I don't know how to enable SHMConfig on Ubuntu 12.04 so that I can run synclient -m 100
correctly.
I searched and solutions were with HAL daemon, but I don't have HAL, I think it was deprecated. Thanks
I don't know how to enable SHMConfig on Ubuntu 12.04 so that I can run synclient -m 100
correctly.
I searched and solutions were with HAL daemon, but I don't have HAL, I think it was deprecated. Thanks
Enter this command, it will give you access to change files on Nautilus
sudo nautilus
Enter Password → File System → USR → share → X11 → xorg.conf.d → 50-synaptics.conf
Now you should see this text and find the part that looks like this
Section "InputClass"
Identifier "touchpad catchall"
Driver "synaptics"
MatchIsTouchpad "on"
This option is recommend on all Linux systems using evdev
, but you want to add *Option "SHMConfig" "on"

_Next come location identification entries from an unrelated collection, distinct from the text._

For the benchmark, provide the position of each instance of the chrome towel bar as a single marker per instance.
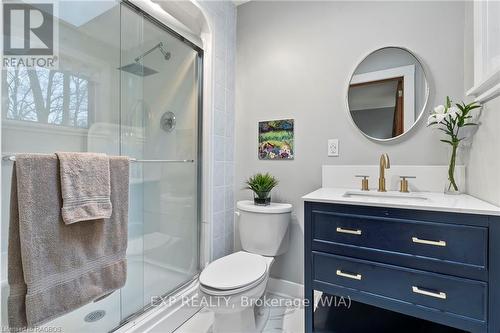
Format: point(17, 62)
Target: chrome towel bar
point(12, 157)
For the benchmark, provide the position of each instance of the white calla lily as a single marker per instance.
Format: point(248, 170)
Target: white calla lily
point(452, 111)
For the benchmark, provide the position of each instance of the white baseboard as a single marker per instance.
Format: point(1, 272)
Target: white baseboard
point(285, 288)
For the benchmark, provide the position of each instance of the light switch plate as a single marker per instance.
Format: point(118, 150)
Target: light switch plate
point(333, 147)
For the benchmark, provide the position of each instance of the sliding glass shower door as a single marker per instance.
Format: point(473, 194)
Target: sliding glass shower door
point(159, 128)
point(126, 85)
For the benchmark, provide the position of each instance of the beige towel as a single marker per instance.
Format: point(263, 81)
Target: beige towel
point(85, 186)
point(55, 268)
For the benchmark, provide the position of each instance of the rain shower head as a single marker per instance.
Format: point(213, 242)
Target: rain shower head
point(139, 69)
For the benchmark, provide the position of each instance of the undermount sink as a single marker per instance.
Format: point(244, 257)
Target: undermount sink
point(390, 195)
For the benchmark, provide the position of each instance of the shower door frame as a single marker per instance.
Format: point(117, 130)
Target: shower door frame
point(199, 152)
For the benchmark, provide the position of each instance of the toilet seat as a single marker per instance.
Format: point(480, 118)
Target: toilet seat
point(233, 274)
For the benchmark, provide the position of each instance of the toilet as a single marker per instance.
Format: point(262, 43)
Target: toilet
point(232, 284)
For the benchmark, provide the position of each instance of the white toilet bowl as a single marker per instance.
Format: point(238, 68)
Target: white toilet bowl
point(234, 283)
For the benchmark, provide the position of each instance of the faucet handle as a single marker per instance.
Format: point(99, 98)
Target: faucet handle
point(403, 184)
point(364, 182)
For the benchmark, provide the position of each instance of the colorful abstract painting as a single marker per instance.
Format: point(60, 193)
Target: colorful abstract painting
point(276, 140)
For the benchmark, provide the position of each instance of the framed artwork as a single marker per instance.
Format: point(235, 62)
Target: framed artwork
point(276, 140)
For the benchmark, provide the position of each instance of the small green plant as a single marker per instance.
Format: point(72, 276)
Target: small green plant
point(261, 184)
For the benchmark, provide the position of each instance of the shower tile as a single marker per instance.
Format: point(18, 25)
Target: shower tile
point(218, 199)
point(219, 224)
point(229, 121)
point(219, 179)
point(220, 46)
point(219, 142)
point(220, 71)
point(229, 174)
point(220, 97)
point(230, 76)
point(219, 122)
point(229, 150)
point(229, 197)
point(229, 243)
point(229, 222)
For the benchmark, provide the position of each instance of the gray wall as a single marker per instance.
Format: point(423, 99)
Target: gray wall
point(294, 60)
point(483, 157)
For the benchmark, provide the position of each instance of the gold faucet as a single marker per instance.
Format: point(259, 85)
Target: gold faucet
point(385, 163)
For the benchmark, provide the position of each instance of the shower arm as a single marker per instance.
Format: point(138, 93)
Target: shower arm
point(157, 46)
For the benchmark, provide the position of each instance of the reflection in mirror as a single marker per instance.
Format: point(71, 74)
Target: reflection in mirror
point(387, 93)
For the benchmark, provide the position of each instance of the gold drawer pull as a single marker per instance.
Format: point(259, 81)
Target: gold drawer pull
point(348, 275)
point(428, 242)
point(349, 231)
point(439, 295)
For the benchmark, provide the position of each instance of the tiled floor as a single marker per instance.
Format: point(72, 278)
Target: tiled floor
point(281, 319)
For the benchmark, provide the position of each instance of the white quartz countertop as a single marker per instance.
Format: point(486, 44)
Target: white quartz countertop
point(434, 201)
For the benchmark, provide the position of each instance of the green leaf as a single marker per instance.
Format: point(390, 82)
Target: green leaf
point(261, 184)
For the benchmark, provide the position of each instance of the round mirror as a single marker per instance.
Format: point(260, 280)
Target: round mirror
point(387, 93)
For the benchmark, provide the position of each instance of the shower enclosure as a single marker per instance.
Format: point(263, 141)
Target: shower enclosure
point(125, 85)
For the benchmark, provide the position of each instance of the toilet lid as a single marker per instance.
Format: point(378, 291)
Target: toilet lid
point(234, 271)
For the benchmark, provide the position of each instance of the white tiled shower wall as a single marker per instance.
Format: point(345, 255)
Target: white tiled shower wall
point(222, 19)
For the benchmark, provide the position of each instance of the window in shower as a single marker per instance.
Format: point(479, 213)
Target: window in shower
point(150, 110)
point(47, 96)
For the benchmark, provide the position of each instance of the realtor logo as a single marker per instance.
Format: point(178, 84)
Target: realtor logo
point(28, 34)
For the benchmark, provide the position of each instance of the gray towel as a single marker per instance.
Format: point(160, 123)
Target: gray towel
point(55, 268)
point(85, 186)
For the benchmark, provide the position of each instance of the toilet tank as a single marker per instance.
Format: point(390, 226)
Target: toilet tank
point(264, 230)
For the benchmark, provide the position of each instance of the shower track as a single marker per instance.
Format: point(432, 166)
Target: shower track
point(12, 158)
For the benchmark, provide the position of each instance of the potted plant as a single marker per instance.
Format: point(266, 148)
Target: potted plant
point(261, 185)
point(451, 119)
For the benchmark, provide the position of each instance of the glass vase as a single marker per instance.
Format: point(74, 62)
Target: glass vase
point(452, 187)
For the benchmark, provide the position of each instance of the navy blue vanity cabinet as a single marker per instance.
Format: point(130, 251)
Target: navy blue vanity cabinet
point(438, 266)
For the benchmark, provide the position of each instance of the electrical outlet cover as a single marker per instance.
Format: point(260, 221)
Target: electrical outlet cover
point(333, 147)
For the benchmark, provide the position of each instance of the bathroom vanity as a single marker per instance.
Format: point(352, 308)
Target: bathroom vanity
point(428, 255)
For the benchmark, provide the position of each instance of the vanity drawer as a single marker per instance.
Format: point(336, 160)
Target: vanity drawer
point(441, 292)
point(459, 244)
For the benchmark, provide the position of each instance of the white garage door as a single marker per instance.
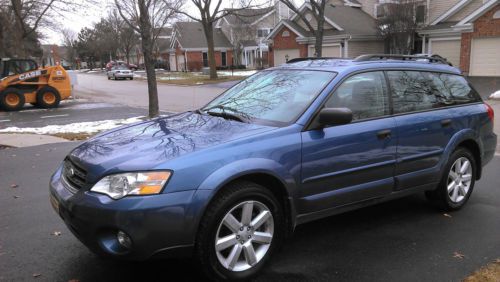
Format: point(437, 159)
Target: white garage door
point(449, 49)
point(280, 55)
point(485, 57)
point(328, 51)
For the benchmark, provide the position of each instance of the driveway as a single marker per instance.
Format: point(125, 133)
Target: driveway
point(134, 93)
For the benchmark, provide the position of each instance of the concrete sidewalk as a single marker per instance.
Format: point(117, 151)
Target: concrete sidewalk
point(28, 140)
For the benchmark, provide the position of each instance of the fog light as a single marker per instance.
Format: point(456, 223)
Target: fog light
point(124, 239)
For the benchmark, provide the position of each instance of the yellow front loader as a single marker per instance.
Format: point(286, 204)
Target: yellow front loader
point(23, 82)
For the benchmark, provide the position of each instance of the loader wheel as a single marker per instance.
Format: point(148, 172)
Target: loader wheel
point(11, 99)
point(48, 97)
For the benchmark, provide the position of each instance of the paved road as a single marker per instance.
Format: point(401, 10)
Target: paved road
point(403, 240)
point(134, 93)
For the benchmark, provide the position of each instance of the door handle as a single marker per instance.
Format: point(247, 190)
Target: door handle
point(445, 122)
point(383, 134)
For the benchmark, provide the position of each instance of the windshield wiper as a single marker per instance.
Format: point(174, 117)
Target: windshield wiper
point(225, 114)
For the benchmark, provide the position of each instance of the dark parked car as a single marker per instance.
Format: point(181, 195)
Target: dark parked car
point(309, 139)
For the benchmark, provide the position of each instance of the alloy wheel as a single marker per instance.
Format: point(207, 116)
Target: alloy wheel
point(459, 179)
point(241, 244)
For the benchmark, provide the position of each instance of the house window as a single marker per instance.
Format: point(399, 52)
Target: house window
point(224, 58)
point(205, 59)
point(263, 32)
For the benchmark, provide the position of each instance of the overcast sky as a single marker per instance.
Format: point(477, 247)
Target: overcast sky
point(88, 17)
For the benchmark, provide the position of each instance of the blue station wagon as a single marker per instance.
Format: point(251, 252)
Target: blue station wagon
point(227, 183)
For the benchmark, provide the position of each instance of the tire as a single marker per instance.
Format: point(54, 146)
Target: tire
point(231, 201)
point(461, 184)
point(48, 97)
point(11, 99)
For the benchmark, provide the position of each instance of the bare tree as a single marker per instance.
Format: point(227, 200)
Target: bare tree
point(318, 13)
point(210, 12)
point(148, 17)
point(399, 25)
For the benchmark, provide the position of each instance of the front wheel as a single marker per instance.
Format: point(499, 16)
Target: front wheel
point(457, 183)
point(240, 230)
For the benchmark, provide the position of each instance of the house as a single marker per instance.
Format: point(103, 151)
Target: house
point(247, 30)
point(467, 33)
point(349, 31)
point(189, 51)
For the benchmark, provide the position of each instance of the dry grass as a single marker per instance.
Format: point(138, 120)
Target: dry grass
point(488, 273)
point(74, 136)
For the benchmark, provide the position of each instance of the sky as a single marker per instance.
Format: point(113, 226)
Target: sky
point(88, 17)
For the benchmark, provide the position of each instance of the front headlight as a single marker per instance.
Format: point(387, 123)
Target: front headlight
point(132, 183)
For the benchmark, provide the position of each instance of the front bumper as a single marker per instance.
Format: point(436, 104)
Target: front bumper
point(160, 225)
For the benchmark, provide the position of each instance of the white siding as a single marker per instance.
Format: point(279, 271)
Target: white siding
point(356, 48)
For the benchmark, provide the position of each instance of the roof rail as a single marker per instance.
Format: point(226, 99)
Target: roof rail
point(295, 60)
point(378, 57)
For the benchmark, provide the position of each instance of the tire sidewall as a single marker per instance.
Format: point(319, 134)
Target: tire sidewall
point(459, 153)
point(252, 193)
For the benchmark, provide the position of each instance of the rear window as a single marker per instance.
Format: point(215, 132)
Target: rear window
point(416, 91)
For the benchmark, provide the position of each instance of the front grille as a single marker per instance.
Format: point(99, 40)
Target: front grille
point(74, 176)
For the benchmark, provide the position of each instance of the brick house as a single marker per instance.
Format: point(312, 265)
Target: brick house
point(467, 33)
point(188, 48)
point(342, 37)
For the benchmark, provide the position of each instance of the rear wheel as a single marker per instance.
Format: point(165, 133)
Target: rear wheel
point(11, 99)
point(457, 183)
point(48, 97)
point(239, 232)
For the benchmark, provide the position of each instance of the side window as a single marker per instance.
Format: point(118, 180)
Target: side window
point(411, 91)
point(364, 94)
point(452, 89)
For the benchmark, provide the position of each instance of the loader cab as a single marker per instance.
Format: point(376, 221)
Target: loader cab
point(10, 67)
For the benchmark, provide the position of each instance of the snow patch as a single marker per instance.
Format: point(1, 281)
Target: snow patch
point(79, 127)
point(495, 95)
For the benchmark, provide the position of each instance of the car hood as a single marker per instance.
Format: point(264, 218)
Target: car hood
point(148, 144)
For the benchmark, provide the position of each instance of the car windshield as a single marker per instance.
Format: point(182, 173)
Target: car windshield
point(275, 96)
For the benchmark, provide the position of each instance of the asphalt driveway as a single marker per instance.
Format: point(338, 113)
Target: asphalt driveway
point(403, 240)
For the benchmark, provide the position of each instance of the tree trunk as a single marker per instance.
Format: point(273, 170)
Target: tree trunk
point(147, 49)
point(209, 35)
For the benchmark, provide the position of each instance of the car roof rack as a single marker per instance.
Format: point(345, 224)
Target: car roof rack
point(380, 57)
point(295, 60)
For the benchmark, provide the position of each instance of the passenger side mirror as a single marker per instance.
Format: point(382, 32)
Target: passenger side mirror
point(335, 116)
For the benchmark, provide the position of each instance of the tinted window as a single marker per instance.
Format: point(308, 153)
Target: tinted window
point(364, 94)
point(452, 89)
point(276, 96)
point(411, 91)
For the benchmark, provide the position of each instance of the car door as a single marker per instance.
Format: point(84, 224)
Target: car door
point(423, 125)
point(349, 163)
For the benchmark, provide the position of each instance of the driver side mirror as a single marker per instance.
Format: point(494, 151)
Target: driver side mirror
point(335, 116)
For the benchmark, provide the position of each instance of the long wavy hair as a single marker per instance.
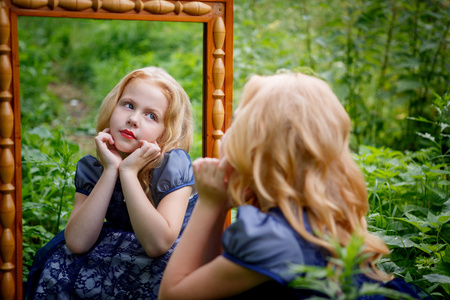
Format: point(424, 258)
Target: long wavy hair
point(178, 130)
point(289, 146)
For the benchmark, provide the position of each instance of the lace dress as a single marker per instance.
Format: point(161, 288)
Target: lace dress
point(267, 244)
point(116, 267)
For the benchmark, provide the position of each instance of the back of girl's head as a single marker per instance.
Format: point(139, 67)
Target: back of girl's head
point(289, 144)
point(178, 133)
point(286, 127)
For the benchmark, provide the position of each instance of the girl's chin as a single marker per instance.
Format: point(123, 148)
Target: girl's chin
point(125, 152)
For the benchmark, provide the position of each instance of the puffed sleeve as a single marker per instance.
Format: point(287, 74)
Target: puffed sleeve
point(174, 173)
point(87, 174)
point(262, 243)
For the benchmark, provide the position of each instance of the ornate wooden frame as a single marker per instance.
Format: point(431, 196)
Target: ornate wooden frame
point(217, 17)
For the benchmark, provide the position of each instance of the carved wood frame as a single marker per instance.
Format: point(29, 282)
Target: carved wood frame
point(217, 17)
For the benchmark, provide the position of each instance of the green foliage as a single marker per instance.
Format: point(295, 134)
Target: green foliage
point(336, 280)
point(382, 58)
point(48, 167)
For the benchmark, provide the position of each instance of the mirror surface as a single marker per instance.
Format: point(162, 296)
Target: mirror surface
point(67, 66)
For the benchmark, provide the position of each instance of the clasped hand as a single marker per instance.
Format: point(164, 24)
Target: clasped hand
point(211, 180)
point(135, 161)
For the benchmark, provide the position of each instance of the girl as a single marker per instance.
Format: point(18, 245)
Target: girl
point(285, 162)
point(141, 183)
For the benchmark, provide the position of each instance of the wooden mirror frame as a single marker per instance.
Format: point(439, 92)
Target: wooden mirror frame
point(217, 17)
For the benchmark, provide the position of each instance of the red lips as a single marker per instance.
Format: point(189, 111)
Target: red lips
point(127, 134)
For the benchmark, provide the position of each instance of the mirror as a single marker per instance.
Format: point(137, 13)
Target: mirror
point(217, 19)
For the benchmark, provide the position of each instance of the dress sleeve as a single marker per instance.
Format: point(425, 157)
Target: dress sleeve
point(87, 174)
point(174, 173)
point(259, 242)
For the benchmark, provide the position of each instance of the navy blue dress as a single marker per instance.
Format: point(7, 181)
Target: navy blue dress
point(116, 267)
point(267, 244)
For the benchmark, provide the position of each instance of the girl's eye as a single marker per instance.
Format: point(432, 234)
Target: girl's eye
point(151, 116)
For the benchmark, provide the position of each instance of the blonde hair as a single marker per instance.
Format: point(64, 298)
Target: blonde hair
point(178, 130)
point(289, 144)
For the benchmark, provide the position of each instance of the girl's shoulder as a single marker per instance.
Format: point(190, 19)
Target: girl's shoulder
point(174, 172)
point(266, 243)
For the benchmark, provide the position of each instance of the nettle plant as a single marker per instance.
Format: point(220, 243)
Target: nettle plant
point(409, 209)
point(410, 205)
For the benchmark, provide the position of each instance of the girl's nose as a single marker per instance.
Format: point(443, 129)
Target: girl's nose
point(132, 120)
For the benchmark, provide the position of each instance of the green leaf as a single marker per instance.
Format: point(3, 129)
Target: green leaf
point(437, 278)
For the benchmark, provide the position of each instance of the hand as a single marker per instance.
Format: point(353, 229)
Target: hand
point(141, 156)
point(211, 180)
point(109, 156)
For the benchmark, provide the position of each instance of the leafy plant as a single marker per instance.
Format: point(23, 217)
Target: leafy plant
point(337, 280)
point(48, 167)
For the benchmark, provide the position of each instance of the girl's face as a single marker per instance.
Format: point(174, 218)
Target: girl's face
point(139, 115)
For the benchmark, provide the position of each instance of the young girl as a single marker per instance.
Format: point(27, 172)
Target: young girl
point(285, 162)
point(141, 182)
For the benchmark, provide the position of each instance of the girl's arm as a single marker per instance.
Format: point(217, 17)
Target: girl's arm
point(88, 214)
point(196, 270)
point(156, 228)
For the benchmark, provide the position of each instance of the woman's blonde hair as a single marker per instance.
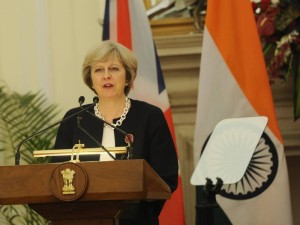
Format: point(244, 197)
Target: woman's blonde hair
point(101, 53)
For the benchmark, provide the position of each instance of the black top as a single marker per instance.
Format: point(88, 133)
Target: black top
point(152, 142)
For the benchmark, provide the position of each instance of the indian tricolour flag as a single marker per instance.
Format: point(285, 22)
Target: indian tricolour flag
point(234, 83)
point(126, 22)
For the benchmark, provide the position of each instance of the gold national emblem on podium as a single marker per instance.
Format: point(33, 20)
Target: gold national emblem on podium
point(68, 181)
point(68, 177)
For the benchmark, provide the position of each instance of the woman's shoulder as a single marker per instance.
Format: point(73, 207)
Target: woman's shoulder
point(142, 105)
point(75, 110)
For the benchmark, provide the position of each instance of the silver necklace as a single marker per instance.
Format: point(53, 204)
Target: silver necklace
point(122, 118)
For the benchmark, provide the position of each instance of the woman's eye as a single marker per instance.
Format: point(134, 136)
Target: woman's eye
point(114, 69)
point(98, 70)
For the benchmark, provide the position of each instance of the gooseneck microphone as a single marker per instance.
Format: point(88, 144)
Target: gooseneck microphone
point(130, 147)
point(18, 154)
point(94, 139)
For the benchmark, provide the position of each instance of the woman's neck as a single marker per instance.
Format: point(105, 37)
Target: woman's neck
point(111, 108)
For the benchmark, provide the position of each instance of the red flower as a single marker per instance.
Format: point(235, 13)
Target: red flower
point(266, 21)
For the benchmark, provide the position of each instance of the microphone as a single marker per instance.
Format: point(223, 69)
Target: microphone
point(81, 100)
point(18, 154)
point(90, 136)
point(128, 137)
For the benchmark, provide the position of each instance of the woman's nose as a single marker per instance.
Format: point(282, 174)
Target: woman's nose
point(107, 74)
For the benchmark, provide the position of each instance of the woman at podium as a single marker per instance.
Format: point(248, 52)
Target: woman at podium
point(109, 70)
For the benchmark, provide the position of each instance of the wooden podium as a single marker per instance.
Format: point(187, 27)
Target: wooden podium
point(84, 193)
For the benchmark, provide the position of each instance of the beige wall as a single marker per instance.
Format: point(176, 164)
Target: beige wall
point(42, 45)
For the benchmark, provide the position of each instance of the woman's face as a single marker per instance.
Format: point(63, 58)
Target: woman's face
point(109, 78)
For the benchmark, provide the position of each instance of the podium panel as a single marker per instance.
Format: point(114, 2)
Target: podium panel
point(85, 192)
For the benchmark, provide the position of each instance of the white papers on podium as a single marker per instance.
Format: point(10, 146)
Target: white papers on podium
point(229, 150)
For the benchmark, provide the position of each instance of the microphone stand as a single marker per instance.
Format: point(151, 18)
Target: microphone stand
point(90, 136)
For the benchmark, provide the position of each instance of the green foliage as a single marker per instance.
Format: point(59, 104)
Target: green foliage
point(20, 117)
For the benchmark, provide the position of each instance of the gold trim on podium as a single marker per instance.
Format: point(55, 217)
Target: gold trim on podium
point(82, 151)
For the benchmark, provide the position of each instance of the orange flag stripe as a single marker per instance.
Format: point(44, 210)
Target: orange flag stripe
point(242, 52)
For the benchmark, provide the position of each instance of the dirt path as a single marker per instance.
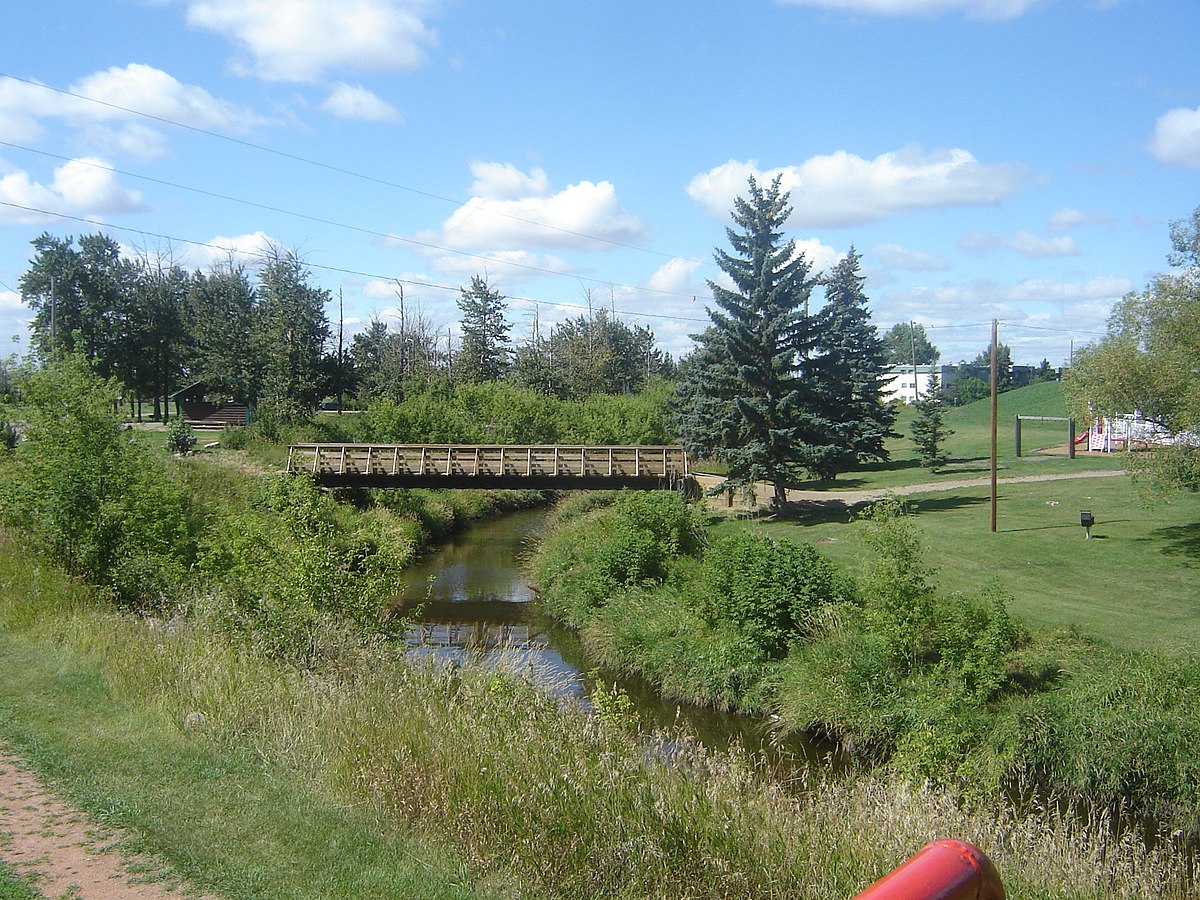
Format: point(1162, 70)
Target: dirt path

under MathIsTouchpad "on" so it looks like this:
Section "InputClass"
Identifier "touchpad catchall"
Driver "synaptics"
MatchIsTouchpad "on"
Option "SHMConfig" "on"
Save and exit and reboot.
Hope that helps.
As mentioned in the synaptics(4) man page, the SHMConfig
option can no longer be used to configure the driver:
Option "SHMConfig" "boolean"
Switch on/off shared memory for run-time debugging. This option
does not have an effect on run-time configuration anymore and is
only useful for hardware event debugging.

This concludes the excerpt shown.